The state of a shipment is a usualy checked by persons who ordered the delivery. When dealing with a single carrier the sender deals with a single site and becomes familiar with the way the site represents the data related to a shipment. If, however, multiple carriers are involved in the delivery process it becomes hard to find out where's the shipment and what is its status.

This project solves the problem by collecting data about shipments from various carriers and unifying it. Data is collected by parsing the HTML output by the carrier's server(s) as a response to users requests. It is kept in a MS SQL Server 2005 and is retrieved by web services accessing the data thru multiple tiers.

Data Access Tier

The business entities and data access logic reside in the Data Access Layer.
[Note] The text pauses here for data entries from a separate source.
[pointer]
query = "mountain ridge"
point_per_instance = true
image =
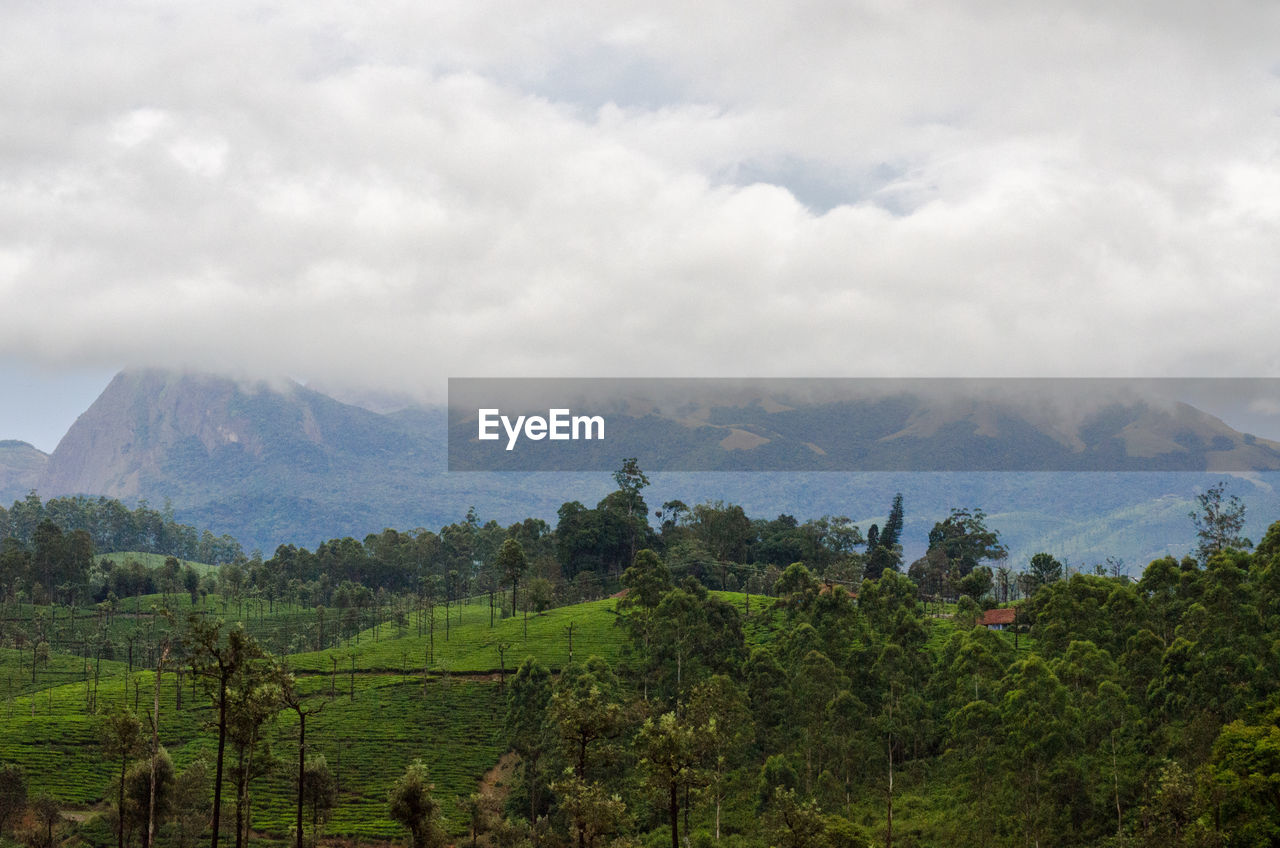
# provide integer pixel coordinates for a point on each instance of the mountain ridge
(278, 463)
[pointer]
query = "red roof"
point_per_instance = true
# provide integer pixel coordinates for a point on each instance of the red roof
(997, 616)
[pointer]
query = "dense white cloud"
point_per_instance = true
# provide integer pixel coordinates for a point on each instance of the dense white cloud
(391, 196)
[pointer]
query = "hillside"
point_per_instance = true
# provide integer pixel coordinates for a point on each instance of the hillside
(282, 463)
(21, 469)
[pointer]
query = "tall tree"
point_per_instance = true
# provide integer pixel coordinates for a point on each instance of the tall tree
(1217, 521)
(218, 660)
(512, 564)
(120, 733)
(412, 806)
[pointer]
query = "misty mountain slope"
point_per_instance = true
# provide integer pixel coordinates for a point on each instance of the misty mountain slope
(21, 466)
(275, 463)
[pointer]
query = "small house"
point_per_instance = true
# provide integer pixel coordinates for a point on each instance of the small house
(999, 619)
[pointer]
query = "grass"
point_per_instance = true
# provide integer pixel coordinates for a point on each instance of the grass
(152, 561)
(470, 644)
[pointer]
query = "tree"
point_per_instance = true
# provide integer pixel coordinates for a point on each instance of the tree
(49, 815)
(293, 700)
(528, 698)
(13, 794)
(320, 792)
(512, 564)
(1217, 521)
(120, 734)
(1045, 569)
(412, 806)
(192, 802)
(140, 802)
(219, 662)
(965, 541)
(671, 755)
(883, 548)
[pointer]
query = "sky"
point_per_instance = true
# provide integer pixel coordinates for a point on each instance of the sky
(385, 196)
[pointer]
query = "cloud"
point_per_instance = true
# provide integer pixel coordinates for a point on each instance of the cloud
(385, 197)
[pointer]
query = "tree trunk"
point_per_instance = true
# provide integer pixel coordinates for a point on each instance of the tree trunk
(222, 744)
(302, 747)
(673, 808)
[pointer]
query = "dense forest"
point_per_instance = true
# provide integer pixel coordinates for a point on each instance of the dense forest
(736, 680)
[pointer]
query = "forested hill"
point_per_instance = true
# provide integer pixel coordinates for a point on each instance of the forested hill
(279, 463)
(21, 468)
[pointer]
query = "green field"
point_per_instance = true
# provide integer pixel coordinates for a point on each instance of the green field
(152, 561)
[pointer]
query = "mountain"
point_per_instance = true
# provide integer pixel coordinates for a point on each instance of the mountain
(1042, 427)
(280, 463)
(21, 466)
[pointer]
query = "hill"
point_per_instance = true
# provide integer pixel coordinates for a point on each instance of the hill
(280, 463)
(21, 469)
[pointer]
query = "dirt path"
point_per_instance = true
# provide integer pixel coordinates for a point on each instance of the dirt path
(497, 782)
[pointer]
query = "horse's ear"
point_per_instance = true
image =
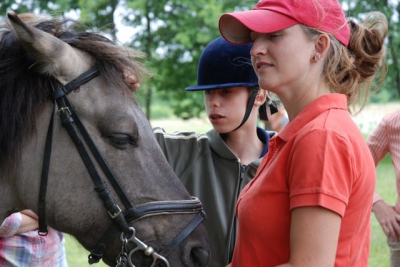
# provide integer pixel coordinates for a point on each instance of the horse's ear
(53, 56)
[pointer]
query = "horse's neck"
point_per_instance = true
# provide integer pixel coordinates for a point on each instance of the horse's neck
(20, 186)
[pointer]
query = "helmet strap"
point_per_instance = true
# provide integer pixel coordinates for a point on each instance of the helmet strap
(249, 107)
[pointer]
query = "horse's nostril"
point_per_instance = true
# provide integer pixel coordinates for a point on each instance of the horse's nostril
(200, 257)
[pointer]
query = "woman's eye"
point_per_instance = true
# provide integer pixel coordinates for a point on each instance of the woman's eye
(122, 141)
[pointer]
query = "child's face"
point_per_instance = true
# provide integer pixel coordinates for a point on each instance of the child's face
(226, 107)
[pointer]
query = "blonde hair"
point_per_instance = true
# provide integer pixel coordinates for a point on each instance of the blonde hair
(360, 68)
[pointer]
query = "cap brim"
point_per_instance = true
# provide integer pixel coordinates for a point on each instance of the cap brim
(218, 86)
(236, 27)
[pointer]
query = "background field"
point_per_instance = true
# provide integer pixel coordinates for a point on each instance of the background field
(367, 120)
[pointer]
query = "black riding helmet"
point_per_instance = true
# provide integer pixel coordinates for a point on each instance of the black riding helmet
(223, 65)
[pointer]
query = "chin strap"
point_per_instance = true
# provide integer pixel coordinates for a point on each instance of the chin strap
(262, 109)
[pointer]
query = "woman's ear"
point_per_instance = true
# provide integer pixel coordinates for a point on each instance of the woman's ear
(260, 98)
(322, 45)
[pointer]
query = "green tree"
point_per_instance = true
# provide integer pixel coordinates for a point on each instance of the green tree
(173, 35)
(357, 9)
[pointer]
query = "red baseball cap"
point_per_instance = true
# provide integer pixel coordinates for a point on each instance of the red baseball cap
(275, 15)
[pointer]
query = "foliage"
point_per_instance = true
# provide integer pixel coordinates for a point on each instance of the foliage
(174, 32)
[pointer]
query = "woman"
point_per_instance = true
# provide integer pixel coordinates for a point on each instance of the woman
(310, 201)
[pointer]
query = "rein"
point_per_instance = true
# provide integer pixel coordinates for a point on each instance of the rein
(121, 219)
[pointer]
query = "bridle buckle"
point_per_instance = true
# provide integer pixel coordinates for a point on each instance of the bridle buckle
(115, 214)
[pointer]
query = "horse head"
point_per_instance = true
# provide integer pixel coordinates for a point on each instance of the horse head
(77, 149)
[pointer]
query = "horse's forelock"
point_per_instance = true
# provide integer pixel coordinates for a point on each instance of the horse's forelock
(23, 92)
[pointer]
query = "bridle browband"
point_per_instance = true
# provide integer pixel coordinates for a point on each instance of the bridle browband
(120, 219)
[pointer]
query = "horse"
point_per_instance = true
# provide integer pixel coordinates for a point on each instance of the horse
(76, 148)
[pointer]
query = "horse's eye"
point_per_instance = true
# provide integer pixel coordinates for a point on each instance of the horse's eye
(121, 141)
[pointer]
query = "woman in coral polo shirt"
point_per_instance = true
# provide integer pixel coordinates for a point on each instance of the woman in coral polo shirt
(310, 202)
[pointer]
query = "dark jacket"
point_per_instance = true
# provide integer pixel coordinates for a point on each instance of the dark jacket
(210, 171)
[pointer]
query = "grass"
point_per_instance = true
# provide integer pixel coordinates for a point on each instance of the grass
(379, 256)
(386, 188)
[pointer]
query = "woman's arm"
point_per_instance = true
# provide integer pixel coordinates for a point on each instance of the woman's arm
(314, 236)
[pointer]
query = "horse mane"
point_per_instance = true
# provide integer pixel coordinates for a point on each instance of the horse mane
(24, 92)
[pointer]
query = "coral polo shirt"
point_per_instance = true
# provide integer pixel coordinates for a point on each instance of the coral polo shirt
(319, 159)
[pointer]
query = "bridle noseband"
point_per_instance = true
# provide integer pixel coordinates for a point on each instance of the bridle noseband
(121, 219)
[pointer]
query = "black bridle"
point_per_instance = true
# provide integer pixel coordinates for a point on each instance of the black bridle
(120, 219)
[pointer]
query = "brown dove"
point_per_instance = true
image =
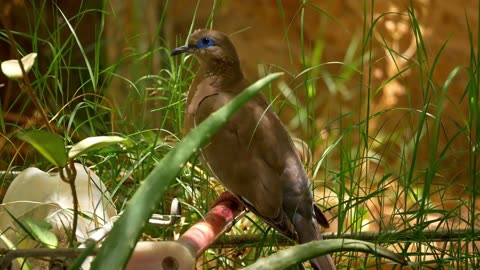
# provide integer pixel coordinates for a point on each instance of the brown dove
(253, 155)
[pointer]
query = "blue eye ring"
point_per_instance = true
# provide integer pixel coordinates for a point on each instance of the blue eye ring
(205, 42)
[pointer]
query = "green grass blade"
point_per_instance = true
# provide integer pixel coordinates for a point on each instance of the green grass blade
(290, 257)
(118, 246)
(50, 145)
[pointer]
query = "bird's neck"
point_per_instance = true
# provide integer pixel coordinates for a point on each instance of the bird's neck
(221, 74)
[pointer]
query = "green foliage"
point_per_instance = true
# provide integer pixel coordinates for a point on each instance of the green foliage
(40, 229)
(378, 177)
(286, 259)
(51, 146)
(127, 229)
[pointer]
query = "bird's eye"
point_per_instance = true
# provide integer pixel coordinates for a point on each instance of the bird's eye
(205, 42)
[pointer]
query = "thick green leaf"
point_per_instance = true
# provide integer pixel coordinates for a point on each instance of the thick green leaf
(92, 143)
(119, 244)
(292, 256)
(50, 145)
(41, 231)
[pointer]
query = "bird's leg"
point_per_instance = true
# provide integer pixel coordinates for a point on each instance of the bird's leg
(232, 202)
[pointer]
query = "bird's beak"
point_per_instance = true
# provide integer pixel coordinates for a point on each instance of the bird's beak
(180, 50)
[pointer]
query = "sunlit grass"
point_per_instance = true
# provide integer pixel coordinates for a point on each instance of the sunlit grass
(375, 170)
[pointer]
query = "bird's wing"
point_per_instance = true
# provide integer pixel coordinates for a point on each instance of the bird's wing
(235, 155)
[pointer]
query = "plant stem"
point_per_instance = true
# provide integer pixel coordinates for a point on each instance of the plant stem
(70, 179)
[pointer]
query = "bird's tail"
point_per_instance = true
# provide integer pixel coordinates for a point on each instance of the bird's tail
(308, 230)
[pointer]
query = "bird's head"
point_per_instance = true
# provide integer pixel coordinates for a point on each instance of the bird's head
(209, 45)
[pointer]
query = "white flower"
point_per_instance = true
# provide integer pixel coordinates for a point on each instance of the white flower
(38, 196)
(11, 68)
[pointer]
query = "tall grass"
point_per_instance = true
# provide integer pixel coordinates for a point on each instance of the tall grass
(374, 170)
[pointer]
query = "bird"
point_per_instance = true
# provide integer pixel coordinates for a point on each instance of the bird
(252, 155)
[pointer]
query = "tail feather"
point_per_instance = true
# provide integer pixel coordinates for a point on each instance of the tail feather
(307, 230)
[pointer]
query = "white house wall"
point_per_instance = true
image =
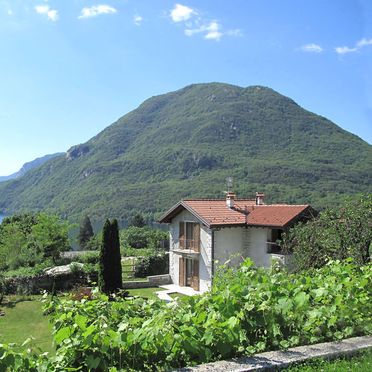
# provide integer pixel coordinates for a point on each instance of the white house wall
(228, 245)
(205, 257)
(257, 249)
(232, 244)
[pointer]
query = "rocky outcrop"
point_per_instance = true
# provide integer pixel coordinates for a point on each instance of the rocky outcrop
(77, 151)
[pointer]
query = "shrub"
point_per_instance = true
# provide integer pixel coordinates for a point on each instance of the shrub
(247, 311)
(335, 234)
(152, 265)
It was generated by a OR Mapper&em;SimpleGen, I developped earlier.

Plenty of unit tests were written to provide both security in implementing all subsequent layers as well as a solid support for changing the code if and when necessary.

Business Logic Tier

Business classes were built on top of business entities defined in Data Access Layer. The layer provides business logic implementation as well as transaction processing for the underlying SQL server.

The layer contains all classes responsible for "grabbing" URLs and parsing them. A Provider Design Pattern was used to define concrette grabbers. A concrette grabber is configured by two configuration classes. Each carrier has its own dedicated grabber. Grabbers are implemente as plug-ins thus achieveding a high degree of code and functionality independence.

A specialized threaded scheduler is also located in the layer. It manages multiple threads executing simultaneously delivery states checks for mutliple shipments.

Web Services

Shipment data is accessed and manipulated by a web service which also implements some functionality for controlling the threaded scheduler.